Indian equity markets started Monday, May 18, 2026, sharply lower. The BSE Sensex fell 833.20 points to 74,404.79, and the NSE Nifty 50 dropped 234 points to 23,401.70 in early trading. The steep decline was driven by a mix of global and domestic pressures. Heightened geopolitical tensions in the Middle East, following new warnings from U.S. President Donald Trump about Iran, fueled fears of supply disruptions, especially near the Strait of Hormuz. This pushed Brent crude oil prices above $110 a barrel, worsening inflation worries. Adding to the pressure, the Indian rupee hit a new record low against the U.S. dollar, trading near 96.17. This increased import costs and hit investor confidence. Most sector indices fell, though the Nifty IT sector managed slight gains.
The market's sharp fall showed increased sensitivity to global risks. Indian stocks mirrored declines in other Asian markets, with South Korea's Kospi down over 3% and Japan's Nikkei down over 200 points, signaling a region-wide move to avoid risk. Higher oil prices present a major challenge for India, which imports much of its oil. This impacts the country's balance of payments for imports and exports and its inflation outlook. Retail inflation in April 2026 was already at 3.48%, with food inflation at 4.20%. The current oil price surge is expected to raise these figures further, potentially making it harder for the Reserve Bank of India (RBI) to manage monetary policy. The RBI has been cautious, but Goldman Sachs predicts two interest rate hikes in 2026 due to ongoing inflation risks. Historically, geopolitical instability has led to significant market drops in India, often with increased selling by foreign investors. These investors have already withdrawn Rs 27,048 crore from Indian equities in May 2026, part of a total Rs 2.2 lakh crore year-to-date outflow, which has previously pressured the market. Technical analysis also suggests caution, with the Nifty facing resistance near 23,800-24,000 and support at 23,200-23,000, indicating potential for volatile, range-bound trading.
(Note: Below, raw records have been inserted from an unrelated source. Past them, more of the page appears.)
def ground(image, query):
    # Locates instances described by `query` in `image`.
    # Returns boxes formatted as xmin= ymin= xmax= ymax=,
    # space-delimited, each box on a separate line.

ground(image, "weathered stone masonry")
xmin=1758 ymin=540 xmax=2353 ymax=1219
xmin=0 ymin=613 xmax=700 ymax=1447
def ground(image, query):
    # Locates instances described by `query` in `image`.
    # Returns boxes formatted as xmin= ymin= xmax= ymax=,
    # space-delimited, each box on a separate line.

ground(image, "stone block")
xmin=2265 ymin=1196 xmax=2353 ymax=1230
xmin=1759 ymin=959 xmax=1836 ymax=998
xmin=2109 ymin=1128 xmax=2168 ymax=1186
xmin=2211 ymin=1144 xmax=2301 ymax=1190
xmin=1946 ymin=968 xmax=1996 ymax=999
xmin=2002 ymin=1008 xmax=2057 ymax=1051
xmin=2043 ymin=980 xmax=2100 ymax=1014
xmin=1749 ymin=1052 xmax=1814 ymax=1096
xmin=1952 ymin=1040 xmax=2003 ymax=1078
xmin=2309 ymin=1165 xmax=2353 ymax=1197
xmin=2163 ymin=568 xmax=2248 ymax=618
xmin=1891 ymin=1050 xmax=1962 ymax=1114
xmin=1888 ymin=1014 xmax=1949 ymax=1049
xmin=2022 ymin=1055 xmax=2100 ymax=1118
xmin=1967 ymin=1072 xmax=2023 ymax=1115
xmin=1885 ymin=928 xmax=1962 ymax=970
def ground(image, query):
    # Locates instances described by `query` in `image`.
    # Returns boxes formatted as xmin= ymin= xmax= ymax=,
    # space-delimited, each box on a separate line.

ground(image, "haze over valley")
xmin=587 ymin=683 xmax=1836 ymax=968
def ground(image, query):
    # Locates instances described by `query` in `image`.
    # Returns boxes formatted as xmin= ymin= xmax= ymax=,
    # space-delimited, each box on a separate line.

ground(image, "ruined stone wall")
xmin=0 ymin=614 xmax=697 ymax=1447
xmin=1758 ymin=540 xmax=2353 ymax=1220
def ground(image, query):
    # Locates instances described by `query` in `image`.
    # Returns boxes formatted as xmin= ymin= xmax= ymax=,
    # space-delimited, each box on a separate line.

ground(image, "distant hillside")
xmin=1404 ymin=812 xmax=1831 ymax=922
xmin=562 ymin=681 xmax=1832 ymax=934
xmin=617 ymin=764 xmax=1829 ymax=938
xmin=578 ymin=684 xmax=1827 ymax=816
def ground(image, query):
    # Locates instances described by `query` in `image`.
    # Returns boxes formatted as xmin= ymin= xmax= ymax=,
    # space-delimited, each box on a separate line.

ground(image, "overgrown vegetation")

The current market faces significant risks. The main concern is a prolonged geopolitical conflict in the Middle East, which could disrupt oil supplies further, causing sustained high energy prices and a worsening inflation spiral. Combined with a weak rupee, this creates a difficult situation for India's import-dependent economy, raising fears of slow growth coupled with high inflation. The large selling by foreign investors this year suggests a lack of confidence, as they may be moving money to safer assets amid global uncertainties and rising U.S. interest rates. The rupee's weakness, fueled by oil prices and global interest rate differences, could continue, reducing purchasing power and raising import costs. The widespread market sell-off, led by sectors like Realty, Auto, and PSU Banks, shows broad risk aversion. If the Nifty fails to hold key support levels, analysts warn of further declines.
Market participants expect continued volatility and caution. Analysts predict the Nifty may trade between 23,000 and 24,000 in the near term. Siddhartha Khemka, Head of Research at Motilal Oswal Financial Services, noted that high crude oil prices, a weak rupee, and fluctuating foreign investor flows will keep market sentiment subdued. Pharmaceutical stocks are seen as potential defensive investments due to their export strengths and steady domestic demand. Although the earnings season is ongoing, geopolitical events and commodity prices are likely to be the main market influences in the coming weeks. The RBI is watching closely, balancing inflation concerns with economic growth, but sustained price increases could delay any expected interest rate easing.